Condemnation was, therefore, not as charged by defense, a mere device to put the project in control of those who had neither the power to condemn nor the right to exercise the franchise.

2. The Charter of the City of Charlotte, cited supra, expressly provides for the extension of its public services, including that of water and sewerage, to those living beyond the city limits and for the acquisition of the facilities, including pipe lines used for said purpose. Where that right exists a condemnation may be made under the City Charter or under the General Statute relating to the power of municipalities. G. S., 160-204, 205. The cited sections expressly confer the power of extraterritorial condemnation where the municipality has the right to acquire the property.

The power of the Legislature to confer on a municipality the authority to extend to the public, beyond its own territorial limits, services similar to those enjoyed by its own inhabitants, such as light, water, sewerage, is well established. Holmes v. Fayetteville, 197 N. C., 740, 150 S. E., 624; McQuillin on Municipal Corporations, sec. 1945. See citations, page 81, Vol. 5. Nothing that is said in Williamson v. High Point, 213 N. C., 96, 195 S. E., 90, is in conflict with this authority, which is now exercised by the cited municipality and many others in the State of North Carolina. The case is easily distinguishable. There, the *757municipality sought to finance its project under the 1935 Bond Revenue Act, which act limited municipalities proceeding thereunder to projects undertaken exclusively for the benefit of the inhabitants of the city, a limitation which the Court enforced.
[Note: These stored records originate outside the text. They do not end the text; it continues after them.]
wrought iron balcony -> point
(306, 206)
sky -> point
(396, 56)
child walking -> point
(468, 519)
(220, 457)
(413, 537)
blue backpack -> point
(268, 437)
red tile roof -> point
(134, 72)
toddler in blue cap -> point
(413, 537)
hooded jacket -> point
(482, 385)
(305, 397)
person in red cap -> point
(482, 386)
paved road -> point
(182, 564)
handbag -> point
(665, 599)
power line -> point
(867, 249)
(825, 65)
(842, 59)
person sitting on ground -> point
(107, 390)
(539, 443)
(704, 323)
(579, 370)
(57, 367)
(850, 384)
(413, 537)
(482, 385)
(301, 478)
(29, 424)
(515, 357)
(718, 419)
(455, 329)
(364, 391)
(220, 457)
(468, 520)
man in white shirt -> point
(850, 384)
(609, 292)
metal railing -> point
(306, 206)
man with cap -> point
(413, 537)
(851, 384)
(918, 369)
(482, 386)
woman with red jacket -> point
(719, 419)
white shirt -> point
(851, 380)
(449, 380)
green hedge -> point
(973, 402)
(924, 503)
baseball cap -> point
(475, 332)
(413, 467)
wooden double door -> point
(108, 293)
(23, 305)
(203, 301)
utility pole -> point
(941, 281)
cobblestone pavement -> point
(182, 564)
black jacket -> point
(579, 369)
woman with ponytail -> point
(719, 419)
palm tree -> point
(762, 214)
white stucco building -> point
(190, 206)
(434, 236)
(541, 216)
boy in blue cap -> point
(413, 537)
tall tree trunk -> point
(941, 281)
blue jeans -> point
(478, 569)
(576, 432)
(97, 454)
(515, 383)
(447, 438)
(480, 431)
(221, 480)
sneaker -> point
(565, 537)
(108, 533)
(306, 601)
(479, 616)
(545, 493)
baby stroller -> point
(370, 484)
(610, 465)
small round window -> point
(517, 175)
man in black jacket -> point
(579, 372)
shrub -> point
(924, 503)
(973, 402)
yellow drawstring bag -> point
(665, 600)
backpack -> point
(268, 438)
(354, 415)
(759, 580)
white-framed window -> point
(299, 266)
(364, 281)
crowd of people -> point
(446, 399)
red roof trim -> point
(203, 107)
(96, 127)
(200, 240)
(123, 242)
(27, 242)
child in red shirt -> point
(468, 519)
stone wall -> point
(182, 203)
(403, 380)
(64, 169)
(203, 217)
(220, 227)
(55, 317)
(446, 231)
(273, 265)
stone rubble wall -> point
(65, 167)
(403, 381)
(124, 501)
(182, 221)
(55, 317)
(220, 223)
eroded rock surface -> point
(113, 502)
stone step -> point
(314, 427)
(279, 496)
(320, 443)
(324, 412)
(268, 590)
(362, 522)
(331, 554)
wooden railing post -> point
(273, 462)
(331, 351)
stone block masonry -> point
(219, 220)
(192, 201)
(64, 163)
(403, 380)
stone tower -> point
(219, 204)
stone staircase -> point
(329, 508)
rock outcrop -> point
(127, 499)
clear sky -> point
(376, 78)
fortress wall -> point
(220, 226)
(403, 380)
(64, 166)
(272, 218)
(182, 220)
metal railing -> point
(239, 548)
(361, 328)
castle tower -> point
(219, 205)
This and related cases must be considered within the frame of the facts presented and the applicable-law determinative of that controversy.

Municipalities are almost altogether creatures of the Legislature-rather than of the Constitution; and the Constitution imposes upon them no restrictions in this respect. If there could be any question of policy involved it is determined by the fact of numerous legislative grants of authority. Not only does a city expand its limits from the increasingly populous territory surrounding it, but it cannot afford to be indifferent to the problems produced by the congestion on its borders, the solution of which is often a matter of common interest to those living within the city and those immediately without. This condition is recognized in practically all jurisdictions, including our own. On the criminal side, municipalities have been allowed extra-territorial police power. Economically, they are protected by extra-territorial taxing regulations. As a matter of welfare they have often been given extra-territorial jurisdiction ; and, as in the present situation, they have been permitted extension of sewerage facilities. The town line means nothing to the breezes which blow across the city carrying malodorous exhalations, or to the minute wings laden with the germs of disease and death.

The statute operating ex proprio vigore needs no argument to support it. If any were needed it might be found in the recognition of the truth that a city cannot, any more than an individual, live Unto itself alone.

It is the opinion of the Court that the City of Charlotte, under the facts of this case and applicable law, has the right to exercise its power of eminent domain to condemn the lands and property rights described in the petition for the proposed use.

The judgment of the court below is reversed and the cause is remanded to the Superior Court of Mecklenburg County for judgment and further proceeding in accordance with this opinion.

Reversed and remanded.

Barnhill and Winborne, JJ., dissent.